After randomization to monthly injections of paliperidone or one of several daily oral medications, researchers followed these study subjects using old-fashioned “shoe-leather” epidemiologic methods to track the recurrence of these same events that qualified patients for study participation and found better outcomes among those using the monthly injections. A likely bellwether, the FDA considered this study to be rigorous enough to grant a label expansion.

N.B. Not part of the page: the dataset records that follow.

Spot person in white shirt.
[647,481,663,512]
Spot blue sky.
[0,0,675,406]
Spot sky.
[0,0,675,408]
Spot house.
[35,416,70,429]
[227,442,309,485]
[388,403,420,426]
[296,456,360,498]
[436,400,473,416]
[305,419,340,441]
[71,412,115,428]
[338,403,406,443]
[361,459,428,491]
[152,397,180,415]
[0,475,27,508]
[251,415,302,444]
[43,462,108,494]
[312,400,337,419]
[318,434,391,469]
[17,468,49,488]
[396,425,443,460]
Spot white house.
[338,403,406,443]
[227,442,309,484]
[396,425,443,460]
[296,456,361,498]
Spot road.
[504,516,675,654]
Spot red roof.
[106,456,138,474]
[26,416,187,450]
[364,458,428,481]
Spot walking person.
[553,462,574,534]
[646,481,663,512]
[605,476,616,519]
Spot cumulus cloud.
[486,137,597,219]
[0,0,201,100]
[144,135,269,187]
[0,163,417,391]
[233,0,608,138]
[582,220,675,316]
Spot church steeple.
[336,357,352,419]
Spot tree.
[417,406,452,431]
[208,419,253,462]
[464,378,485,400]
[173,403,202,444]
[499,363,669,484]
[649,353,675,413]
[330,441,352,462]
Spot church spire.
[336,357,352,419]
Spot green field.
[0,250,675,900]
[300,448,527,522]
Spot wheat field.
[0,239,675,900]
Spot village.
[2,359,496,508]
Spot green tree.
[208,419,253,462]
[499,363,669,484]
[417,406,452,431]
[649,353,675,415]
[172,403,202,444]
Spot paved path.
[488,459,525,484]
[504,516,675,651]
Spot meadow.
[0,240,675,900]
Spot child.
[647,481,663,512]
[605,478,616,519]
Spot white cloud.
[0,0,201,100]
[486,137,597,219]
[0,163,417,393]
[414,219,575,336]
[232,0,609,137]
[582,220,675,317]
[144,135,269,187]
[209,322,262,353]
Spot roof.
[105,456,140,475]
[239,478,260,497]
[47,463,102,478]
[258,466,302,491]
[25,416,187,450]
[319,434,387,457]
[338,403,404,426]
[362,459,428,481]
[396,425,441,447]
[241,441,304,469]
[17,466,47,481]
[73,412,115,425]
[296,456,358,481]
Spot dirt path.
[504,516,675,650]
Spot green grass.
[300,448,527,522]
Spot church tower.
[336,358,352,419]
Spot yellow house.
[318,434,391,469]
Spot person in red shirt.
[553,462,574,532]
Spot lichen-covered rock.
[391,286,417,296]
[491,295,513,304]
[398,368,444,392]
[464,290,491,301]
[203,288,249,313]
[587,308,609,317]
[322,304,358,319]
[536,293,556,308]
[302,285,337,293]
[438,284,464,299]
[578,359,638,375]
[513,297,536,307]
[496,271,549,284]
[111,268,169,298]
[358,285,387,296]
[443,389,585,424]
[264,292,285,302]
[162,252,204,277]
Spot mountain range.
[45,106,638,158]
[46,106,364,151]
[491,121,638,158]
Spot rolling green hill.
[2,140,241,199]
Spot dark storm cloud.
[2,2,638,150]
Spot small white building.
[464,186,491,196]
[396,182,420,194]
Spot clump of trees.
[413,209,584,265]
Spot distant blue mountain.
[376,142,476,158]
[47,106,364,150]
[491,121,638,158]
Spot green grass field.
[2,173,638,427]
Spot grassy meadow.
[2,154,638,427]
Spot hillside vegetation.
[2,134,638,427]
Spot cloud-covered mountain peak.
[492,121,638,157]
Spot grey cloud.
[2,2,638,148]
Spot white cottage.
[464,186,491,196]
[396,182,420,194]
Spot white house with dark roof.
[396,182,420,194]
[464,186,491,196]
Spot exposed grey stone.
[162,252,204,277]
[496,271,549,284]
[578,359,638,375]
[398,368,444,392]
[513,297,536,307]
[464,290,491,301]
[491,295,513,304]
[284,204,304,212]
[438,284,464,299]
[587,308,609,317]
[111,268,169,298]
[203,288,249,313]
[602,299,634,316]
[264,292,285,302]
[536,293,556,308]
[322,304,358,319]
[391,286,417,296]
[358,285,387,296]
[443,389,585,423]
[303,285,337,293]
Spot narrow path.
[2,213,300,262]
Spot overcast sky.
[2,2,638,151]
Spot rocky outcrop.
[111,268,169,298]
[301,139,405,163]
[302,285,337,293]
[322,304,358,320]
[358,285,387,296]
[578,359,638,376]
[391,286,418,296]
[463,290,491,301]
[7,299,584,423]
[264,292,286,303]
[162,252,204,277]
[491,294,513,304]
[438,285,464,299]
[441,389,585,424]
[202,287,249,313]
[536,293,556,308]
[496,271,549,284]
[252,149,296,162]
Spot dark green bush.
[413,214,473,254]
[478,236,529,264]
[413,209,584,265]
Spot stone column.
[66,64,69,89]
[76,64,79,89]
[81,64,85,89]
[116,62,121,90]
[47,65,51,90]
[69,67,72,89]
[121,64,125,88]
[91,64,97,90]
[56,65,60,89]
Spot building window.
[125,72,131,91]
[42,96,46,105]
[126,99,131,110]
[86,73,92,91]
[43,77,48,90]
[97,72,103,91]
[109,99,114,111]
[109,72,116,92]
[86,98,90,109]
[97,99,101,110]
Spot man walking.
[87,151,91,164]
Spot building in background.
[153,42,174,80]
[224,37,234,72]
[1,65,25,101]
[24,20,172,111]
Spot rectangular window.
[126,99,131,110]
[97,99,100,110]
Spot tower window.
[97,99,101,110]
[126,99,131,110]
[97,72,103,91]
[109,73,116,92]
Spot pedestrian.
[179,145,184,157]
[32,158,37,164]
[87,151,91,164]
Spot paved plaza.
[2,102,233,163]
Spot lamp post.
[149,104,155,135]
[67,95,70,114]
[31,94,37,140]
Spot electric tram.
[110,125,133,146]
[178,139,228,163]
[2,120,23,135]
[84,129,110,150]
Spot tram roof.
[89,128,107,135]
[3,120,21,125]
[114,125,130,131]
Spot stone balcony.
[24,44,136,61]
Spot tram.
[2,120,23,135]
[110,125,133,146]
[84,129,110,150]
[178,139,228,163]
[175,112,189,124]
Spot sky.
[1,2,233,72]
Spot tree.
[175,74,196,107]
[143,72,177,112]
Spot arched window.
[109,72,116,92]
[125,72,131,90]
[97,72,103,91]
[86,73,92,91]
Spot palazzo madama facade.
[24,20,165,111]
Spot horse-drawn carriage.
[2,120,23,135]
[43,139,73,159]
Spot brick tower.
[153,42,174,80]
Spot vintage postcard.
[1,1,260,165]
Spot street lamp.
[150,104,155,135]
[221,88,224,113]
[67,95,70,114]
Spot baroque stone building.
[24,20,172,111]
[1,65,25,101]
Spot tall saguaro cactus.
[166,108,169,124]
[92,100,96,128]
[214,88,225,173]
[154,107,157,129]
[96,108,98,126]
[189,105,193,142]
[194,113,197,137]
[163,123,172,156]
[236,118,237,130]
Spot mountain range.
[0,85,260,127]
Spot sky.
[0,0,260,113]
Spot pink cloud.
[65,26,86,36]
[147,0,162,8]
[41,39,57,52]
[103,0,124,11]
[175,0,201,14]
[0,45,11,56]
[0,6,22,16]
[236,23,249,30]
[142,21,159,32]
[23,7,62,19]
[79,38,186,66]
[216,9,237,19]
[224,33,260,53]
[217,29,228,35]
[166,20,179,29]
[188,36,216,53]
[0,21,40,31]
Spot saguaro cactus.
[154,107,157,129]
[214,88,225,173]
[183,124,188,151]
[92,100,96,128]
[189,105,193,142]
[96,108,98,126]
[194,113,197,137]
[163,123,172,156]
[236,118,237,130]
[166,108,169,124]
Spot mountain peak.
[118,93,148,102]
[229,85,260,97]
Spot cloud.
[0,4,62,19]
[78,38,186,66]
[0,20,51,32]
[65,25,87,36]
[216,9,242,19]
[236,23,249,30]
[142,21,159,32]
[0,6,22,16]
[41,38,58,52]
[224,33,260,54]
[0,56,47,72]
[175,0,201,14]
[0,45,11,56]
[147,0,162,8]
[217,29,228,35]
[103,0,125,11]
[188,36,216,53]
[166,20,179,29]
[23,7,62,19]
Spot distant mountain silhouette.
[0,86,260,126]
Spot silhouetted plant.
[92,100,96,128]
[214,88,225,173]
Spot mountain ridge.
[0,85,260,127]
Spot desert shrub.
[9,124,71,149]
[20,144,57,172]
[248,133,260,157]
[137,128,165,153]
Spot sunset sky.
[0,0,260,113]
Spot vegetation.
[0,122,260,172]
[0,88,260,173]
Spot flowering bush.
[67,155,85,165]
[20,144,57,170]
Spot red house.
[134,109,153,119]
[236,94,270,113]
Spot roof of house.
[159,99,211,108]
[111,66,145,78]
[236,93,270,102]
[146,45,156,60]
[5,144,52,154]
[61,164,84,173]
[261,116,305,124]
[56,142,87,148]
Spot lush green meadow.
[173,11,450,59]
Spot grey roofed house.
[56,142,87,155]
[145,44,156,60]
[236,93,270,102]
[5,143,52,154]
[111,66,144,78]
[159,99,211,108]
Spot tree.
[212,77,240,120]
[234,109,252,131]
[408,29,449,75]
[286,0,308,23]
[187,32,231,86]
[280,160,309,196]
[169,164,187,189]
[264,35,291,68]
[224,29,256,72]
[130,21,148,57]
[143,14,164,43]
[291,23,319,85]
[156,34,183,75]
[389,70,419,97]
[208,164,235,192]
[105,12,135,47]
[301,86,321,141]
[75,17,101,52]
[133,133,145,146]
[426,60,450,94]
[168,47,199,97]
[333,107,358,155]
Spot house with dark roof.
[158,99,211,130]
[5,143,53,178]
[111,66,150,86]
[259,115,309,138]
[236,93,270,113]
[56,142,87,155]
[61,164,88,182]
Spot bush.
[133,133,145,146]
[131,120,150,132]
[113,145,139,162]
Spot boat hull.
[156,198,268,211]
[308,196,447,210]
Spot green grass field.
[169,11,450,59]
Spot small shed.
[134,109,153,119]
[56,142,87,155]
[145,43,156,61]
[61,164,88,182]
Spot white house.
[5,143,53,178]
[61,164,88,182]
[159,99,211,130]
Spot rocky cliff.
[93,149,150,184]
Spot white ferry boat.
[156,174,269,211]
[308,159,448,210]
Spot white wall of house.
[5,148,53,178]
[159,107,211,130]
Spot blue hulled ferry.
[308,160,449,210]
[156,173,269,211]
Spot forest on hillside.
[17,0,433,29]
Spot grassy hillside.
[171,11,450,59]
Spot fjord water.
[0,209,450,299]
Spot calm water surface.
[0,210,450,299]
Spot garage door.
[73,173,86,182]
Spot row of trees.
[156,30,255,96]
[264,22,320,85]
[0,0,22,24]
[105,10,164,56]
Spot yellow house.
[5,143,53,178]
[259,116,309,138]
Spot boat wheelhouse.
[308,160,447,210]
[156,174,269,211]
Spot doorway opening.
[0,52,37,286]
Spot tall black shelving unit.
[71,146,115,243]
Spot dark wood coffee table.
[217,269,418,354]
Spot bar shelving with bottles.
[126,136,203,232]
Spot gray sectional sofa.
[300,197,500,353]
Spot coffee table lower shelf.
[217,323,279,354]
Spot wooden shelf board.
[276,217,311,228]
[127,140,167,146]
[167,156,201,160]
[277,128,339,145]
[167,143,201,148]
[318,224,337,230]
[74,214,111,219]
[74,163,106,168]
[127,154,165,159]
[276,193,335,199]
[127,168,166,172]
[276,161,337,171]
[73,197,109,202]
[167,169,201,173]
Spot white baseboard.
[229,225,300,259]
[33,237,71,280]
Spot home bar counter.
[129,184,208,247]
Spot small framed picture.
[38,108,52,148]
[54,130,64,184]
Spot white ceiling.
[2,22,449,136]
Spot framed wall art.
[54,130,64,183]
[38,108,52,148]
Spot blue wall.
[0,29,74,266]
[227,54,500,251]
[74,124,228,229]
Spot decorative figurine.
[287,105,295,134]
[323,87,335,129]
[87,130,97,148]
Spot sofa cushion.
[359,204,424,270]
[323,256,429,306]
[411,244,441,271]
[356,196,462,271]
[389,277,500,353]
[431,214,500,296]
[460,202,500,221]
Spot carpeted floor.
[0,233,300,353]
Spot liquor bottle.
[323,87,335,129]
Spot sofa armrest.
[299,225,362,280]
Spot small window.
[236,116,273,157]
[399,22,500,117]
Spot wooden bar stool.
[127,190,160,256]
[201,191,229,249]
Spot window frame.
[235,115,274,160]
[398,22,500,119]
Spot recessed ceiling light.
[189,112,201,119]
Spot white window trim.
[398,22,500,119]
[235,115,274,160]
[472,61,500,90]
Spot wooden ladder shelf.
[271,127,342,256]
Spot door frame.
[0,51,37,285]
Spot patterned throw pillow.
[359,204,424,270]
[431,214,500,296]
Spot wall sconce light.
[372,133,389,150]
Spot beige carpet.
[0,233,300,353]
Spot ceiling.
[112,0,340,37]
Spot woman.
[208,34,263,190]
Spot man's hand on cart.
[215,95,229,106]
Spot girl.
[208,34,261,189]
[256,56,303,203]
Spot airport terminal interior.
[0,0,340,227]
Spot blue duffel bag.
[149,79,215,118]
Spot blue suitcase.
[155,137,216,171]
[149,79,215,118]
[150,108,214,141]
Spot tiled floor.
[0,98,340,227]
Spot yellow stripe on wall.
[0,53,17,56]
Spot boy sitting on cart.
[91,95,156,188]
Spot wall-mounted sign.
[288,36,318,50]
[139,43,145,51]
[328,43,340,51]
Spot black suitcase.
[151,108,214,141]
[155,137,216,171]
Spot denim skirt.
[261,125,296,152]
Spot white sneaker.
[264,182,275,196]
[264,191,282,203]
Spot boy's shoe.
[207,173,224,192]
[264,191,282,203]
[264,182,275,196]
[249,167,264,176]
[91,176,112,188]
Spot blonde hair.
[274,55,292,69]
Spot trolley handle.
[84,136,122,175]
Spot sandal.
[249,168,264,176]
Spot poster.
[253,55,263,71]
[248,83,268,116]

How to tell when real-world data are reliable

Many biopharmaceutical and medical device companies are in a state of near paralysis due to the absence of a concrete, agreed-upon framework for the design, execution, and evaluation of real-world studies. What do they need to feel confident enough to invest in real-world research?

 

Any framework for real-world studies must be applied with an understanding of how and where treatments are administered, and if and where outcomes are likely to come to clinical attention. For example, outpatient pharmacy prescriptions do not include infusions or injections that are administered in the clinic; data on mental health visits are often recorded in separate health systems from ambulatory care. This makes it important to be able to describe the provenance of real-world data to be used for a study — where, how, and why the data were collected; the likelihood of follow-up data being available from the study source; what data are likely to be systematically missing; and the like.

 

Even nonspecific information, like a physician encounter that generates a health insurance claim but only a billing diagnosis, may be imprecise as to the nature of a visit, but may be quite useful for big-picture questions like survival and the duration of treatment benefit.

 

Each real-world study must be evaluated in terms of its participants, outcomes, settings, design, and execution in order to understand if it is likely to provide reliable guidance about treatment benefits and risks. No matter what data are used, quantitative assessments of bias like sensitivity analyses will shed light on how much bias could explain the observed benefits or risks.

 

Take the GRACE checklist for evaluating the quality of good observational research of comparative effectiveness. When I and several colleagues validated this checklist, it became evident that sensitivity analyses were the single best predictor of study quality, whether judged by the article’s inclusion in a systematic review, the impact factor of the journal where it was published, or the number of citations.

 

Companies that conduct clinical trials can choose to wait for a framework for real-world evidence to be fully fleshed out. Or they can apply a commonsense approach that uses rigor and reason, shaped by decades of pharmacoepidemiology experience. Those taking the latter approach will find that understanding the potential contributions of real-world evidence for quantifying benefits and risks — and applying them — isn’t so risky after all.